Caro amigo, escrevo-lhe estas regrinhas a partir da sala de espera do Centro Comum de Visto, aqui na minha Cidade da Praia, Cabo Verde. Pela janela vejo o verde que já brota - como um poema - pelas encostas da minha cidade. A "minha" praia de Quebra Canela, que se pressente para lá do Cruz de Papa, tem uma beleza pós-chuva, debruada de pequenas ondas de coroas brancas, que sedimenta ainda mais este meu amor pelas ilhas. O céu intercala-se entre o azul-sonho e as núvens que ora brancas, ora carregadas, nos incentivam à calma contemplação e ao enlevo.

A meu lado, dezenas de pessoas, meu amigo. Jovens, menos jovens, quatro filas à minha frente está um casal com duas crianças. Tento adivinhar-lhes a vivência. Os sonhos. A motivação. Uma certa angústia expectante que lhes pressinto no olhar. Não sei porque, mas há qualquer coisa no olhar de um ou de outro que me faz lembrar a tristeza que se vislumbrava, quando criança, nos olhos dos bois a caminho do matadouro ali em Povoação de Ribeira Grande.

Estamos todos aqui à cata de um visto, meu amigo.

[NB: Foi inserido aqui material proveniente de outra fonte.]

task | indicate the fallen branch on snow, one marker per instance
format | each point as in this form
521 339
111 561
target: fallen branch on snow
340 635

Para poder te visitar, dar-te um abraço, gargalhar contigo porque sim, chorar contigo quando necessário, negociar contigo e comprar contigo, trabalhar contigo porque precisas, sentir na pele as mesmas dores (e outras, quiçá) e beber deste mesmo céu - que partilhamos - as pequenas alegrias da vida.

Nenhuma das dezenas de pessoas que vejo agora a meu lado na sala de espera carrega qualquer arma consigo, meu amigo. Nem sequer no olhar agora angustiado, enquanto pelo altifalante uma voz metálica e fria vai bradando números (e lembra-me agora A Lista de Schindler...) e metralhando perguntas.

Esta gente carrega consigo toda a humanidade condensada nos seus olhos, meu amigo europeu. A mesma humanidade que nos faz confiar em ti e abrir-te as portas das nossas casas nestas ilhas, com um visto estendido como tapete à entrada, onde podes massagear teus pés cansados. Daqui a pouco, nem isso meu amigo.

Assumo-me como humanista, meu amigo europeu. E nesta condição doem-me fronteiras. Físicas, mentais, culturais, tecnológicas - mas sobretudo as fronteiras de valores. Doi-me esta angústia plasmada nos olhos desses seres humanos a meu lado. Que talvez só querem ir lá no teu país dar-te um abraço amigo e de morabeza (conheces porventura esta expressao?).

42...49...51... Reparo (também angustiado!) para o meu número: 72. No entanto, na inscrição online para a entrevista, marcaram-me hoje 29 de agosto, às 11h sem falta. Olho para o relógio: 11h30. 57!, escuto mais uma vez a voz metálica e fria, a tal que me lembra A Lista de Schindler.

Olho de relance para o meu reflexo na janela ao lado. Vejo ali também, quase impercetível, um quê de angústia. De cansaço. E também, confesso, de deceção. Pela quase humilhante submissão. Pela burocracia. Pelo risco de recusa. Apesar de ter viajado para uma trintena de países (sem que nenhum tenha conseguido jamais enfeitiçar-me como essas nossas ilhas a ponto de querer ficar por la). Apesar de uma tal de 'Parceria Especial' que deveria teoricamente facilitar a mobilidade de homens de negocio - como eu, que preciso viajar para ir la tratar de negocios contigo. Compreendes-me, meu amigo europeu?

Mas não te tenho rancor nem mágoa, meu amigo. Nem te trancarei as minhas portas em jeito de represálias. Não mo permitem os meus valores como humanista e o principio sagrado de nunca deixar-me alinhar por baixo. Serás sempre bem-vindo à essas nossas achadas e cutelos, às nossas praias e às nossas cidades, à cachupa, ao grogue e à nossa morna, aos nossos negócios.

Eu, podes estar certo, esperar-te-ei sempre com um sorriso sincero e os braços abertos, na soleira da minha porta escancarada.


Bráça grrotchóde!, meu amigo europeu!